Tencent Holdings Ltd (0700.HK), China’s largest gaming company, saw its shares rise 5.1%.

CMC Markets analyst Tina Teng said the Alibaba split could pave the way for other Chinese tech giants to undergo a similar restructuring.

“This helps break the monopoly power of these conglomerates, which is consistent with the Chinese government’s regulatory reform on antitrust issues,” she said.

In addition to its core gaming and social media businesses, Tencent also has cloud technology and financial technology arms. has in recent years had a number of spin-offs, including JD Logistics (2618.HK) and its cloud and AI arm JD Digits.

In addition to enabling higher valuations, restructuring better protects individual divisions from future government regulation, said Brian Tycangco, who tracks China’s tech sector at Stansberry Research.

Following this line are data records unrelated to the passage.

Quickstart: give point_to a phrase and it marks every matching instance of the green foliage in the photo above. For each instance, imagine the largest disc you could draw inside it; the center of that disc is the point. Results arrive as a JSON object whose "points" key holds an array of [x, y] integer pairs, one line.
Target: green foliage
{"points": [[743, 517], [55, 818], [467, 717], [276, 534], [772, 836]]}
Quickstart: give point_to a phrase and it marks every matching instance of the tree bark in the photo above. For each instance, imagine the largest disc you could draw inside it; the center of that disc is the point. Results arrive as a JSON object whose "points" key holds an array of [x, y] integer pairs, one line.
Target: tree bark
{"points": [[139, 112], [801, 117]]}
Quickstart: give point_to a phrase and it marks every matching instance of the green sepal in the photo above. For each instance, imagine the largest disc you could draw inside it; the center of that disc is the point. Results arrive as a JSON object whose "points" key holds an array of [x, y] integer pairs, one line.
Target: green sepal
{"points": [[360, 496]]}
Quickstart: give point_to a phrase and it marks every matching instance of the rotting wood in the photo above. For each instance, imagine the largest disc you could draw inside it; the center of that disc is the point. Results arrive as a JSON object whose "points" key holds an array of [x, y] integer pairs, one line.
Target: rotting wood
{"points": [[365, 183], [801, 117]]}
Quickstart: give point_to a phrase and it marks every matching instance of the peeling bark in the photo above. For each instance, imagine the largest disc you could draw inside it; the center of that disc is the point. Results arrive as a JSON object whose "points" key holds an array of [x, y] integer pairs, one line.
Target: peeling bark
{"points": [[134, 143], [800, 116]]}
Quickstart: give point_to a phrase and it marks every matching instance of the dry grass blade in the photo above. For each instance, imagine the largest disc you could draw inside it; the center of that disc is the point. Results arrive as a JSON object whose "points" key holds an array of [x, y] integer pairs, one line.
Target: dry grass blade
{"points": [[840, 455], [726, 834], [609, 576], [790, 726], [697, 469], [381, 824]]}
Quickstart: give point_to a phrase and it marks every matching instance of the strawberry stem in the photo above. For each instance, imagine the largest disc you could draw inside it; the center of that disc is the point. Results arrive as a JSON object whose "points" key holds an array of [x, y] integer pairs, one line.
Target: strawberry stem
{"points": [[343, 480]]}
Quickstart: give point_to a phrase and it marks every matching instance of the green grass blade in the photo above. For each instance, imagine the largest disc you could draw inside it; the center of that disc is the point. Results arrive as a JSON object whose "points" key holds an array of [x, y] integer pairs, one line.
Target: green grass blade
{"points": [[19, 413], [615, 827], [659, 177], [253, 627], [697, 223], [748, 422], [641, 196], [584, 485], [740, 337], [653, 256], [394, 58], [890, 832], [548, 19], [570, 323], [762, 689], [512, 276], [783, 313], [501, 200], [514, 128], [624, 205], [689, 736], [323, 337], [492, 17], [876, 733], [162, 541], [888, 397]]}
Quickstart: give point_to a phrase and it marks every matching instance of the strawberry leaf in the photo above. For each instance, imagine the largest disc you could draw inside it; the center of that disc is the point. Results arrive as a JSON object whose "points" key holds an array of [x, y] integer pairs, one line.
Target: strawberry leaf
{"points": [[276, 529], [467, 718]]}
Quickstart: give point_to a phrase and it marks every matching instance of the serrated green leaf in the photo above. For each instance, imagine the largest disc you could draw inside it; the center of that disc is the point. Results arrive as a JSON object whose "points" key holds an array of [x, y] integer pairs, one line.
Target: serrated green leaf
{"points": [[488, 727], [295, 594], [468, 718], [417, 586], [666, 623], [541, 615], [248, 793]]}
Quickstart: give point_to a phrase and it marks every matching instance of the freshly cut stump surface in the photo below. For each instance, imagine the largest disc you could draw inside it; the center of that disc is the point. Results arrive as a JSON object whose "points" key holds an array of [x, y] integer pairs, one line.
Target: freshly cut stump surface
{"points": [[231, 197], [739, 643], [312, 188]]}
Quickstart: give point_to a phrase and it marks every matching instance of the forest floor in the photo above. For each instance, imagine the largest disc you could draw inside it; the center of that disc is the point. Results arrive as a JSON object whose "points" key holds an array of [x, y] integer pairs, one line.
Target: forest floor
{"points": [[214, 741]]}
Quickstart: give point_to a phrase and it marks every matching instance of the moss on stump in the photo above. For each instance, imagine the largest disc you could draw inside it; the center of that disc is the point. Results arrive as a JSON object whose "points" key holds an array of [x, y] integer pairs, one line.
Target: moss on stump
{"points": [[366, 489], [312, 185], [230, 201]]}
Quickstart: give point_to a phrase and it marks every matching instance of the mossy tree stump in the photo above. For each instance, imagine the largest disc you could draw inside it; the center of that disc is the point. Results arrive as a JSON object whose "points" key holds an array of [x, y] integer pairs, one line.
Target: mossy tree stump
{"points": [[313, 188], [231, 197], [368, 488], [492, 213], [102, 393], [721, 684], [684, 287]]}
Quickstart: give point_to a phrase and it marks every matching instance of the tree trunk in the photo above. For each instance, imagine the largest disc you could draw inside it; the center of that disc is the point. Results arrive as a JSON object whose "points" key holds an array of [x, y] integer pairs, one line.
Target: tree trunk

“Any new regulations probably won’t affect the whole company now – just the specific section that is covered by that law,” Ticangku told Reuters.

Additional reporting by Josh Hurwitz in Shanghai, Ken Wu, Selina Lee, Donnie Cook and Julie Zhou in Hong Kong; Anirban Sen and Ken Lee in New York and Ankur Banerjee in Singapore; Editing by Muralikumar Anantharaman and Sam Holmes

Our standards: Thomson Reuters Trust Principles.